Aggressive pituitary tumours and carcinomas, characteristics and management of 171 patients
Pia Burman, Jacqueline Trouillas, Marco Losa, Ann McCormack, Stephan Petersenn, Vera Popović, Marily Theodoropoulou, Gérald Raverot, Olaf M. Dekkers, Agathe Guénégo, Alexander Micko, Alicia Hubalewska-Dydejezky, Amineh Troendle, Ann McCormack, Åse Krogh Rasmussen, Ben Whitelaw, Bénédicte Decoudier, Bertil Ekman, Britt Edén Engström, Charlotte Höybye, Christel Jublanc, Christine Cortet Rudelli, Claire Higham, C. Garcia, Damien Bresson, David Henley, Delphine Larrieu‐Ciron, Dominique Maiter, Edward R. Laws, Emanuel Christ, Emmanuelle Kuhn, Filippo Ceccato, F. Schillo, Frédéric Castinetti, Gérald Raverot, Giovanna Mantovani, Greisa Vila, Hélène Lasolle, Ismene Bilbao Garay, Ivana Kralievic, Jens Otto Lunde Jørgensen, Katarina Berinder, Katrin Ritzel, Leon A. Bach, León Darío Ortiz, Lise Crinière, Luis V. Syro, Magalie Haissaguerre, Marco Losa, Maria Chiara Zatelli, Marie Batisse‐Lignier, Marie‐Lise Jaffrain‐Rea, Márta Korbonits, Marta Ragonese, Martín Reincke, Miklós Tóth, Nathalie Bourcigaux, Nicolas Chevalier, Óskar Ragnarsson, Philippe Chanson, Pia Burman, Sandra Pekić, Stephan Petersenn, Susana Mallea-Gil, Takeshi Usui, Timo Deutschbein, Tânia Longo Mazzuco, Tina Dušek, Ulla Feldt‐Rasmussen, Vera Popović, Yona Greenman
Abstract
Objective: To describe clinical and pathological characteristics and treatment outcomes in a large cohort of aggressive pituitary tumours (APT)/pituitary carcinomas (PC). Design: Electronic survey August 2020-May 2021. Results: 96% of 171 (121 APT, 50 PC), initially presented as macro/giant tumours, 6 were microadenomas (5 corticotroph). Ninety-seven tumours, initially considered clinically benign, demonstrated aggressive behaviour after 5.5 years (IQR: 2.8-12). Of the patients, 63% were men. Adrenocorticotrophic hormone (ACTH)-secreting tumours constituted 30% of the APT/PC, and the gonadotroph subtypes were under-represented.
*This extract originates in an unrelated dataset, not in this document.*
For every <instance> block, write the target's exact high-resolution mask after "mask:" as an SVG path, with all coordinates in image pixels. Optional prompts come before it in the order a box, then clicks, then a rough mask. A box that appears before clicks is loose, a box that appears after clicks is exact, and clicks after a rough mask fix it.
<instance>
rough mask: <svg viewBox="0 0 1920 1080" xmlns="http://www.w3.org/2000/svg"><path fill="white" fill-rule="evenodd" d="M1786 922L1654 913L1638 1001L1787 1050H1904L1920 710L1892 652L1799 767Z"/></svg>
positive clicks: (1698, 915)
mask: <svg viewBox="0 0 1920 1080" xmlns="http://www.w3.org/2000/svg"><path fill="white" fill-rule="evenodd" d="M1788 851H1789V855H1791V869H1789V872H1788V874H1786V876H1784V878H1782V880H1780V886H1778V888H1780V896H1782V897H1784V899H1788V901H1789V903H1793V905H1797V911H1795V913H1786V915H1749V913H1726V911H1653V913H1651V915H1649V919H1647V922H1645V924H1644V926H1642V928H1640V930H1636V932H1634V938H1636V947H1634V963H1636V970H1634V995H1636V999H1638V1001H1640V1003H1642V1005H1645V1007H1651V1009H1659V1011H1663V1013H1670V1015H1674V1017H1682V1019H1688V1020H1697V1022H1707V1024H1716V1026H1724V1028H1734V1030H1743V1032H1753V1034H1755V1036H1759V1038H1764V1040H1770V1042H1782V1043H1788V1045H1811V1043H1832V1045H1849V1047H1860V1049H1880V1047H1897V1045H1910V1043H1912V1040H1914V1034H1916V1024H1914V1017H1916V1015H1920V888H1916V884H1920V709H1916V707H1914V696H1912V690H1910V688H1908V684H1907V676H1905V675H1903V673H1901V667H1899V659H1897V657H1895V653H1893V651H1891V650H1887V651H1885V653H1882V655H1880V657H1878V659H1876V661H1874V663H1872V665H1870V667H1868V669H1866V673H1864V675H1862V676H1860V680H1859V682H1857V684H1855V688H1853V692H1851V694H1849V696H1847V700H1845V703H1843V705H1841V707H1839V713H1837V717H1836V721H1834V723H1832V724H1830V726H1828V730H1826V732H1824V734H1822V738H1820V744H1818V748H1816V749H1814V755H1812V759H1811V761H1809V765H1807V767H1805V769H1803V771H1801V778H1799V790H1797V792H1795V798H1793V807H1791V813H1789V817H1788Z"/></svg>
Five out of 13 silent corticotroph tumours and 2/6 silent somatotroph tumours became secreting. Metastases were observed after median 6.3 years (IQR 3.7-12.1) from diagnosis. At the first surgery, the Ki67 index was ≥3% in 74/93 (80%) and ≥10% in 38/93 (41%) tumours. An absolute increase of Ki67 ≥ 10% after median of 6 years from the first surgery occurred in 18/49 examined tumours. Tumours with an aggressive course from outset had higher Ki67, mitotic counts, and p53. Temozolomide treatment in 156/171 patients resulted in complete response in 9.6%, partial response in 30.1%, stable disease in 28.1%, and progressive disease in 32.2% of the patients. Treatment with bevacizumab, immune checkpoint inhibitors, and peptide receptor radionuclide therapy resulted in partial regression in 1/10, 1/6, and 3/11, respectively. Median survival in APT and PC was 17.2 and 11.3 years, respectively. Tumours with Ki67 ≥ 10% and ACTH-secretion were associated with worse prognosis. Conclusion: APT/PCs exhibit a wide and challenging spectrum of behaviour. Temozolomide is the first-line chemotherapy, and other oncological therapies are emerging. Treatment response continues to be difficult to predict with currently studied biomarkers.